On the same user session, if we open the Computer Certificates Store (certlm.msc) the certificate is not even displayed. This is to be expected since the template was constructed for user subjects. Even if we add the computer account to the certificate template ACL, we should still not be able to see it in the Computer Certificates Store. The only way to fix this is to duplicate/create a certificate template that was constructed for a computer subject.
As I’ve said at the begging of the article, we can only issue certificates to the subject that is intended for. In this case, this is a user type certificate, and only a user account can see it no matter the permissions. The same applies for a computer template when trying to enroll from the User Certificates Store. These rules also apply when we check the Autoenroll box to automatically deploy certificates using Group Policy.
2. Setting-up permissions for managing certificate templates
As in any environment that is growing, we have to delegate part of our work to different administrators and in this case, the certificate templates.
Right of the bat, if the administrator installs the Certificate Authority console on his workstation -using Remote Server Administration Tools (RSAT)– and tries to take a peak, his access will be denied, even if he has proper permissions on the certificate template.
Before he can even access the console, he needs to have Read permissions on the Certificate Services service. For that, open the Certification Authority -on the CA server-, right-click the CA name and choose Properties.

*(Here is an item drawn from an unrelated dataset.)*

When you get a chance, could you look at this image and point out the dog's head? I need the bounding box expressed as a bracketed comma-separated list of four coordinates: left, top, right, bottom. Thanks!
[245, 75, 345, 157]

On the Security tab, add the group that contains the administrators, then on the Permissions section tick the Read box and hit OK. Now the administrators the are/will be part of this security group will be able to access the Certificate Services service console, but they will not be able do anything else.
If they try to change some of the settings in the CA or certificate templates they will be denied access when saving the changes.
In order to give them the proper rights to manage our certificate templates, right-click the Certificate Templates folder from the CA console and choose Manage.
This will open up the Certificate Templates console. From the list of templates, choose the one you want to delegate control and open its properties. On the Security tab add the group that contains your administrators which will manage this template.
I usually add the same security group that also has the Read permissions on the CA itself. This way, when adding a new user into the group it will automatically have Read on the CA and Write on the templates.
Once the security group was added to the template ACL, tick the Write box then hit OK.
Now when the administrators open the Certification Authority console on their side, they will be able to manage only the certificate templates they were give access to and nothing else.
In this article we looked at how to apply and delegate permissions on our certificate templates. This is an important part since applying the right permissions in an environment, especially on a service that handles security between clients and servers it’s no joke. This is why public CAs take this certificates security part very seriously in that you need authorizations and fingerprints devices to access part of their infrastructure.
Make sure you allow only the right people to manage this service and if you have the infrastructure or budget, dump the Certification Authority logs into a log collector for auditing.